The Hungarian government has announced that it is closing its borders starting from September 1. It will be implementing the same policy it did during the first wave of the coronavirus crisis.
However, it is the first country within Europe’s free movement Schengen zone to reintroduce border restrictions after the reopening in past months.
The country has to close its borders as the number of coronavirus cases increases. And the ruling Fidesz party’s communications chief tested positive for COVID-19. Last week the country reported 132 new coronavirus cases on a daily basis. As compared to 52 new cases a week earlier.
However, minister Gergely Gulyás, who serves as Prime Minister Viktor Orbán’s chief of staff, said that there will be multiple exemptions to the ban on foreigners entering the country. The discussion on details was due for a government meeting last Saturday. Hungary will maintain a corridor to allow transit through the country.
Quarantine on Arrival
Moreover, Hungarian citizens who will be returning back to the country will either have to self-isolate. Or they will have to provide two negative coronavirus tests. And they will have to cover the cost for all expenses and for non-essential traveling by themselves.
“Solidarity means common success,” said Hungarian prime minister Viktor Orban in a statement.
“[But] you cannot be successful together if you are not successful one-by-one,” he added.
Increase in New Cases
However, the country had the highest number of new coronavirus infections on Sunday, with 292 cases. This is a figure more than the previous peak, on 10 April with 210 new daily infections.
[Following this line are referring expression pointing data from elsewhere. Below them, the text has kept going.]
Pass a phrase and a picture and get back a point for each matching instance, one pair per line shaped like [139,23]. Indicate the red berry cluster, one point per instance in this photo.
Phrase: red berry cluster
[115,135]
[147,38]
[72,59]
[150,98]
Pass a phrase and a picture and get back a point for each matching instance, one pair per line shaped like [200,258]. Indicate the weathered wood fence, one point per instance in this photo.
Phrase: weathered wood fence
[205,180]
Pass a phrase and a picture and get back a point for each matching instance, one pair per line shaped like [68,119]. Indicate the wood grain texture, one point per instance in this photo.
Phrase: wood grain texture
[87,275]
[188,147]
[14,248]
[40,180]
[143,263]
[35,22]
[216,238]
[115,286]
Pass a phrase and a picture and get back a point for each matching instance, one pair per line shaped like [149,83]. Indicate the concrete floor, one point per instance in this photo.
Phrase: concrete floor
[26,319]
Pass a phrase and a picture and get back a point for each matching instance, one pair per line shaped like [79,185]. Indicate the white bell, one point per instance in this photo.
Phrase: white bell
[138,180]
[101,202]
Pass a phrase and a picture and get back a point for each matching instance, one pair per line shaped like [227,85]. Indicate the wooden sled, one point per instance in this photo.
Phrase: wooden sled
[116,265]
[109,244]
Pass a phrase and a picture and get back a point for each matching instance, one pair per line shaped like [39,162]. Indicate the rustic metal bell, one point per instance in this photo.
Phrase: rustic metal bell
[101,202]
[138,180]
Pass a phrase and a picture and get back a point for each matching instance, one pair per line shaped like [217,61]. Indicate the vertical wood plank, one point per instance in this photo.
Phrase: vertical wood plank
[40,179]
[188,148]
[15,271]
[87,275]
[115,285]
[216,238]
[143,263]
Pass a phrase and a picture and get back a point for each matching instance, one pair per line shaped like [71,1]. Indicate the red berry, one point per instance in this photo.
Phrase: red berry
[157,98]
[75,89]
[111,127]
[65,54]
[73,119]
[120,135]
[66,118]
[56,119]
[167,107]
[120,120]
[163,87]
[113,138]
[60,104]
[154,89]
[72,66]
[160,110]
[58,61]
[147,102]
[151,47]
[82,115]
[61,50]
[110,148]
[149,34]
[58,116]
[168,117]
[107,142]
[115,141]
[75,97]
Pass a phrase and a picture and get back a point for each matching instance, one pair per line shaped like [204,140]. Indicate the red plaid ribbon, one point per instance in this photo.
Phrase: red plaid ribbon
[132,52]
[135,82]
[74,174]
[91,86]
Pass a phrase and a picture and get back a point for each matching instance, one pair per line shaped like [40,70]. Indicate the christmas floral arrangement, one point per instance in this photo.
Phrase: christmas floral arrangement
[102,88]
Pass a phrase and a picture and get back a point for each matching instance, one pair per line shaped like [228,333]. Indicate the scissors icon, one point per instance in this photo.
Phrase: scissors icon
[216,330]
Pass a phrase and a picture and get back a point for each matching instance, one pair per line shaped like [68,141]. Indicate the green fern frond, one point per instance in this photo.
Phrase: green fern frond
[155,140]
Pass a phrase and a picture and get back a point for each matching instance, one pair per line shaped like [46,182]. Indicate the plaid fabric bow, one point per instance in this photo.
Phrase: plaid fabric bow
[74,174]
In total, the country registered as of Monday a total of 6,139 coronavirus infections – with 1,763 active cases.
“The number of infections has increased and most of these originate from abroad,” said the chief of Orban’s cabinet, Gergely Gulyás, last week. He also said that the measures need to allow the new school year to start.
The EU Commission reiterated that its more nuanced advice on COVID-19 related restrictions has been in place since July.
“There is the need to replace blanket restrictions to free movement by more targeted measures which are limited in time or in geographical scope, meaning, for example, that you apply restrictions to visitors from specific areas only,” said Commission spokeswoman Vivian Loonela.